Now consider ceramic implants, which would last on average 75 years – basically a person’s lifetime. An implant recipient would undergo only one surgery and a single recuperation period. Plus, there would be no implant abrasion to generate foreign particles in the body, as occurs with metal implants when they wear.

On the flip side, none of the benefits of ceramic implants will be realised until the material can be cost-effectively machined, making those implants more readily available and affordable. This is why manufacturing shops, universities and other research facilities have been exploring and testing different approaches to successfully machine ceramics using conventional machine tools. And so far, one technique that involves a laser is generating some very promising results.

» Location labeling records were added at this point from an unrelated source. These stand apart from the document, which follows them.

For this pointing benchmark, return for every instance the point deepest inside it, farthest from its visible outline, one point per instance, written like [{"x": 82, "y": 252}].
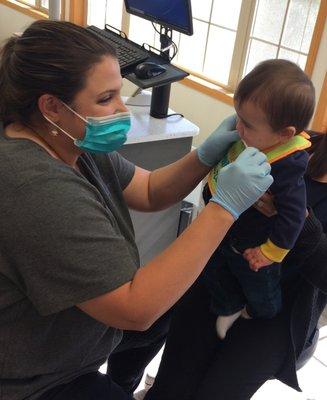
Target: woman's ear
[
  {"x": 287, "y": 133},
  {"x": 50, "y": 106}
]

Key elements of this cost-effective ceramics machining process are specially designed cutting inserts and a radical use of a laser mounted on a multi-tasking machine tool. The machine precisely positions the laser beam ahead of the cutting insert to plasticise the workpiece material, making it easier to cut.

Developments in cutter technologies that are advancing the cost-effective machining of ceramics include polycrystalline diamond (PCD) and cubic boron nitride (CBN). CBN shows strong potential in several ceramic applications. Additionally, extremely hard carbide tooling has been tested for ceramics.

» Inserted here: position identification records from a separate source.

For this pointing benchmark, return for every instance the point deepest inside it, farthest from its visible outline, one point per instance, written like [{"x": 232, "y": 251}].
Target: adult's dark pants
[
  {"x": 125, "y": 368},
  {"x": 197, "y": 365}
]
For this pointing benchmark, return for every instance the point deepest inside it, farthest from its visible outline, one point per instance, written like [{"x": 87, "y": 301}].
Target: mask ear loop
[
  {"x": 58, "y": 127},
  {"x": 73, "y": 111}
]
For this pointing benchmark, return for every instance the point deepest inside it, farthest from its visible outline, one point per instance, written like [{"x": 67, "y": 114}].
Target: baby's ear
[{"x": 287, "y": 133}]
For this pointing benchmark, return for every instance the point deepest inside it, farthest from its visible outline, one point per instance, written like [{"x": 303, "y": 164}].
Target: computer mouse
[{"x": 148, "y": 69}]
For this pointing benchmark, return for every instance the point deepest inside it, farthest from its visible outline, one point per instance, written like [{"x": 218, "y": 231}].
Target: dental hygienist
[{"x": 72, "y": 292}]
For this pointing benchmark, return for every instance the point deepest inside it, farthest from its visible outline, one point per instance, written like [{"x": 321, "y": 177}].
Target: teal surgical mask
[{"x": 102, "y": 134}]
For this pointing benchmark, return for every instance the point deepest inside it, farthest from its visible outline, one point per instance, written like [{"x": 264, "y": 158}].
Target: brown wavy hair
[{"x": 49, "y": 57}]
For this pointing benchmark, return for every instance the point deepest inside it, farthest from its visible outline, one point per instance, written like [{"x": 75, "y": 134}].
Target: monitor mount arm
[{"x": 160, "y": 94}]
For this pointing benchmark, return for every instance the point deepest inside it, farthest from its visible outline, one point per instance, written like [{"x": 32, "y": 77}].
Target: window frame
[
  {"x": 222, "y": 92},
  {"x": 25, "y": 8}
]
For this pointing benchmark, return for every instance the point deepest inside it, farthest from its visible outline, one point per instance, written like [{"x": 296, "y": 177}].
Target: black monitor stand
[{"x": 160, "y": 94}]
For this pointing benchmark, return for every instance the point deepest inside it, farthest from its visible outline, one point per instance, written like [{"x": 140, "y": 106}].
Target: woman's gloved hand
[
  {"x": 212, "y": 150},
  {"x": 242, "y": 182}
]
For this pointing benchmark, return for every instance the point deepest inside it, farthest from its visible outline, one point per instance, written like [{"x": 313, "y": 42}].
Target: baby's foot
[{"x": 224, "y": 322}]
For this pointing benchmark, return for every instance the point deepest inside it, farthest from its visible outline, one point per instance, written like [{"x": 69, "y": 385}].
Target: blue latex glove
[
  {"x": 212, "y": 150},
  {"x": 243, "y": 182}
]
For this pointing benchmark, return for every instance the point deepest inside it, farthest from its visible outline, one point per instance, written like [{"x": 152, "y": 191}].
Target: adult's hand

To date, laser-assisted machining has made it possible to successfully turn, mill and thread ceramic materials such silicon nitride, zirconium and alumina. But most significantly, the system increases cutting tool life and reduces processing times for these materials, while also allowing parts to be produced that were previously impossible to make.

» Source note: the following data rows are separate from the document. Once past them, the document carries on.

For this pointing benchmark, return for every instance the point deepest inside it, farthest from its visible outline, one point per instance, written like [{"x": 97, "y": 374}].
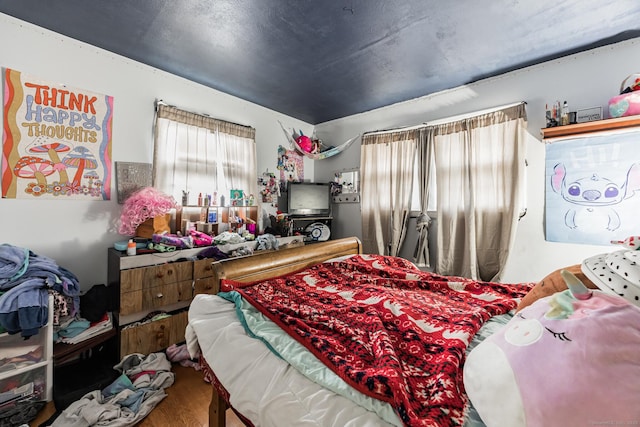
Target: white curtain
[
  {"x": 387, "y": 166},
  {"x": 202, "y": 155},
  {"x": 480, "y": 165}
]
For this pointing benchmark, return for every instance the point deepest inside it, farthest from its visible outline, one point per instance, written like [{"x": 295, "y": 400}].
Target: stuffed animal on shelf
[{"x": 305, "y": 143}]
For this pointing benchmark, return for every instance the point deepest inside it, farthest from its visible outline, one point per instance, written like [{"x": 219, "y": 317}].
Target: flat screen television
[{"x": 308, "y": 199}]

Those entities involved with the development of laser-assisted machining techniques will continue to gain a better overall understanding of the ceramic cutting process, and great strides will be made in the use of ceramics within the medical industry, as well as for other applications such as automotive and aerospace engine components and bearings. Currently, however, there must be more testing to gain a better understanding of cutting tool edge preparations and chemical interactions between cutting tools and specific ceramic materials. Further testing will also help increase efficient use of the laser to heat the ceramic materials faster and improve precision in regard to the portions of a workpiece that need heated.

If progress with the laser-assisted method continues at its current pace, the machining of ceramics could more than likely replace diamond wheel grinding in much the same way that hard turning replaced grinding 20 years ago. And while the method is in its infancy, a major milestone has been passed in the quest to reduce the cost of manufacturing medical implants and components from industrial ceramics.